Discovery of novel vinyl sulfone derivatives as anti-tumor agents with microtubule polymerization inhibitory and vascular disrupting activities

Vinyl sulfone or sulfoxide moieties were firstly introduced to the structure of chalcone compound by replacing the carbonyl group to afford a series of novel compounds as potential anti-tubulin agents. All of the target compounds were evaluated for their anti-proliferative activity. Among them, compound 12m showed the most potent activity against a panel of cancer cell lines with IC50 values ranging from 0.128 to 0.606 μM. Further mechanism studies demonstrated that compound 12m caused G2/M phase arrest, induced cell apoptosis and disrupted the intracellular microtubule network. Moreover, compound 12m reduced the cell migration and disrupted the capillary-like tube formation in human umbilical vein endothelial cell (HUVEC) assays.
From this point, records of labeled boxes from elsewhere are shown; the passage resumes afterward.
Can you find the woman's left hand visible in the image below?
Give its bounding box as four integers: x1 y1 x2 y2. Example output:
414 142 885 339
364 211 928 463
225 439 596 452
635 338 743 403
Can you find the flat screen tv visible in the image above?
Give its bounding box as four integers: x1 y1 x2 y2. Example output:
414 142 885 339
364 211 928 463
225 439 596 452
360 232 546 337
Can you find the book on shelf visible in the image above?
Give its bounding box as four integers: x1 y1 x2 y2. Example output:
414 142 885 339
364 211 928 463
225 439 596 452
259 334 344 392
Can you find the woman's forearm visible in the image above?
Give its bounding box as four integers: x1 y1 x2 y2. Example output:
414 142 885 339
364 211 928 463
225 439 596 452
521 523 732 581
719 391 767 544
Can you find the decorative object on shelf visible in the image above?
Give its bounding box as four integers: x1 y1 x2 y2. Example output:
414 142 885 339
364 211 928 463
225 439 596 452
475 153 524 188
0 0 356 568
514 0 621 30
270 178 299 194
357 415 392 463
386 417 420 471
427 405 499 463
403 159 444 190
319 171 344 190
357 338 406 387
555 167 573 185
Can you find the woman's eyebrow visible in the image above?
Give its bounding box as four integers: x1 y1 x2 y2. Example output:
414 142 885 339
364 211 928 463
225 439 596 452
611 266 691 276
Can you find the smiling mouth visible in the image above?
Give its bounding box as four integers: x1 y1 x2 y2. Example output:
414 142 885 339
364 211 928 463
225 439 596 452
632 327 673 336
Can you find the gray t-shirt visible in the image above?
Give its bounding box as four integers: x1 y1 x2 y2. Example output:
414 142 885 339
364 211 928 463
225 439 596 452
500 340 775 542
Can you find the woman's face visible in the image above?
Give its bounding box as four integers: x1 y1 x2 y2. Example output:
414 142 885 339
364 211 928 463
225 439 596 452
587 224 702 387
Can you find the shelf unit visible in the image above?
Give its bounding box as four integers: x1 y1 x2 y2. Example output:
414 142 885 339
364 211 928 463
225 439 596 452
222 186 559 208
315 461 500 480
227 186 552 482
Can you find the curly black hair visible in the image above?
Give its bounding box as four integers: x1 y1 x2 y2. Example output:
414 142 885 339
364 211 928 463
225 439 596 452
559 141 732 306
Importantly, compound 12m significantly and dose dependently inhibited tumor growth in H22 liver cancer allograft mouse model, which is more potent than control compound CA-4, suggesting that 12m deserves further research as a potential anti-tubulin agent targeting colchicine binding site on tubulin. [Display omitted] •A series of novel vinyl sulfone and sulfoxide derivatives were synthesized.•12m showed the most potent in vitro anti-proliferative activity.•12m was identified as a tubulin polymerization inhibitor with potent vascular disrupting activity.•12m exhibited tumor growth inhibition in H22 liver cancer allograft mouse model.